Deep‑water solitons keep their one‑dimensional character while diffracting across a slit
Solitons are self‑contained wave packets that can travel long distances without spreading because nonlinearity balances dispersion. Diffraction is the familiar spreading pattern that appears when a wave passes through a slit or around an edge. This paper reports laboratory experiments showing that deep‑water gravity‑wave solitons can undergo transverse diffraction and yet keep their core soliton behavior along the direction of travel. In other words, the packet’s sideways shape changes like an ordinary diffracting wave, while its forward motion retains the hallmarks of a soliton.
The team used a large wave basin 50 m long, 30 m wide and 5 m deep. Waves were made with 48 computer‑controlled flaps (each 0.62 m wide and hinged 2.8 m below the surface) at one end of the tank. The carrier frequency was f0 = 1.1 Hz, giving a carrier wavelength near 1.3 m. The researchers imposed a one‑dimensional soliton envelope along the tank and then introduced a controlled transverse degree of freedom by driving only a subset of the flaps (a slit) or by weighting flap amplitudes to make a smooth Gaussian profile (apodization). They varied the effective slit width D from 0.6 m up to the full basin width of 30 m and tested soliton envelope amplitudes of roughly 0.4–2 cm.

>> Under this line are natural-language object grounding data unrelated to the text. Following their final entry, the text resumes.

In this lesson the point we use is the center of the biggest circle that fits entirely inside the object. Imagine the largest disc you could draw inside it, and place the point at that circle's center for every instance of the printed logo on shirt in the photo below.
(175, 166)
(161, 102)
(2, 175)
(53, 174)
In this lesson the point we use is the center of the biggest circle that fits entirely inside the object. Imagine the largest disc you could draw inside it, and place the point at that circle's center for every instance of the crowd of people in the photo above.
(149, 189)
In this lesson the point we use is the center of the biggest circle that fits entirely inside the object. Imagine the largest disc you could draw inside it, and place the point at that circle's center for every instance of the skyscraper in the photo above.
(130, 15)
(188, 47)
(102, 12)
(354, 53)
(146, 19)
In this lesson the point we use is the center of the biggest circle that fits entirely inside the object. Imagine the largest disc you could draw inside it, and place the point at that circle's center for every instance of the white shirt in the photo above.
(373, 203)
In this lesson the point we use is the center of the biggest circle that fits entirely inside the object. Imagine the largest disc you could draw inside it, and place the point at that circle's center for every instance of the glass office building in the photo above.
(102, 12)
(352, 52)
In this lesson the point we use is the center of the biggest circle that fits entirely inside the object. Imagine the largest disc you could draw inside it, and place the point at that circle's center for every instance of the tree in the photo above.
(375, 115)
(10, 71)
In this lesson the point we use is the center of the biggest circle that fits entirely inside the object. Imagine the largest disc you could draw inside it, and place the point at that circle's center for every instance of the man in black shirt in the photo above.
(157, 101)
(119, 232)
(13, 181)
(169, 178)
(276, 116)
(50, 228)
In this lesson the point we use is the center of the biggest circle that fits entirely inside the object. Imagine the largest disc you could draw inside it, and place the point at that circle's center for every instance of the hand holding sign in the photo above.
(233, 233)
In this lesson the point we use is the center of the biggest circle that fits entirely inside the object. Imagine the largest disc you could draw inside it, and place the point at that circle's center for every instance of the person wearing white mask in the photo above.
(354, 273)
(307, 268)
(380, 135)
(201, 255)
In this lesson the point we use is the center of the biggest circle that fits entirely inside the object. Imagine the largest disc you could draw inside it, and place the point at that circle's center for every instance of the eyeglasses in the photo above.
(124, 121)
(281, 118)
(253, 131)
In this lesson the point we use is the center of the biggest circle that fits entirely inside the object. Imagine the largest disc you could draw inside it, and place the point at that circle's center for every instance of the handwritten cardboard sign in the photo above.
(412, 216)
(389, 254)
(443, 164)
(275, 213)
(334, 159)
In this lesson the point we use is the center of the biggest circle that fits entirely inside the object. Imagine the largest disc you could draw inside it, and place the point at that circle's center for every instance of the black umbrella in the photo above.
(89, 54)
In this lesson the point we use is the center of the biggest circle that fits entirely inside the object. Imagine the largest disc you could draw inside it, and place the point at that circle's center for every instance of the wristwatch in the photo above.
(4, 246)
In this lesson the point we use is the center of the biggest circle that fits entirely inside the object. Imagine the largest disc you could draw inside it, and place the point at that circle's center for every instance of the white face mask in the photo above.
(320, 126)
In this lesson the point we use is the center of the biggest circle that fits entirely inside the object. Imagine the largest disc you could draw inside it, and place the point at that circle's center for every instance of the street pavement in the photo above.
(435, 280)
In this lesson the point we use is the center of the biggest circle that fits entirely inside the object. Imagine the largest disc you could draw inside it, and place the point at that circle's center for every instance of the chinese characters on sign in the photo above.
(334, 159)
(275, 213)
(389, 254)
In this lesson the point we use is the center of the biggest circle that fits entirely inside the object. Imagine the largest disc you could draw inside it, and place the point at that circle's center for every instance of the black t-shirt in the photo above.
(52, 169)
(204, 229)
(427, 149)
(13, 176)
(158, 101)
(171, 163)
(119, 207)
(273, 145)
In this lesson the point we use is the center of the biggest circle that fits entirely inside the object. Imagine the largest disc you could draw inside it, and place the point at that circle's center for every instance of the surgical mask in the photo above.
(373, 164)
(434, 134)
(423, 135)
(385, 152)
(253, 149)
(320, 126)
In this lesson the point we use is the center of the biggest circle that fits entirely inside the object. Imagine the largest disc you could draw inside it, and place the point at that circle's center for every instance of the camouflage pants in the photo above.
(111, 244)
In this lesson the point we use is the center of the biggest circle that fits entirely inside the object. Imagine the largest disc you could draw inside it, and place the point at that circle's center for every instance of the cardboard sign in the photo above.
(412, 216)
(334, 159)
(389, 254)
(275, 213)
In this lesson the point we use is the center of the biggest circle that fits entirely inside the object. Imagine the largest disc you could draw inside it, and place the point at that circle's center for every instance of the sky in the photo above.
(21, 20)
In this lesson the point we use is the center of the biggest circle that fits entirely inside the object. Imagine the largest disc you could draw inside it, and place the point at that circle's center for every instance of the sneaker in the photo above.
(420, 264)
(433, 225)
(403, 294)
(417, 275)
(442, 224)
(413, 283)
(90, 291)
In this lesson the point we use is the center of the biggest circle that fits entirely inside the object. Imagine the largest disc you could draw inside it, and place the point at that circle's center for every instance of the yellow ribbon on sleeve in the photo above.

Surface elevation was recorded by an array of 45 resistive probes placed 20 m or 35 m from the wavemakers. The central probes had 0.5 m spacing for finer detail; others were spaced by 1 m. To interpret the data the authors compared experiments with numerical integrations of the hyperbolic nonlinear Schrödinger equation (HNLSE), which describes weakly nonlinear, paraxial deep‑water wave envelopes. They also used nonlinear spectral analysis based on the inverse scattering transform (IST) to identify and track the soliton content of the wave packets. IST gives a compact way to tell whether a coherent soliton component is present.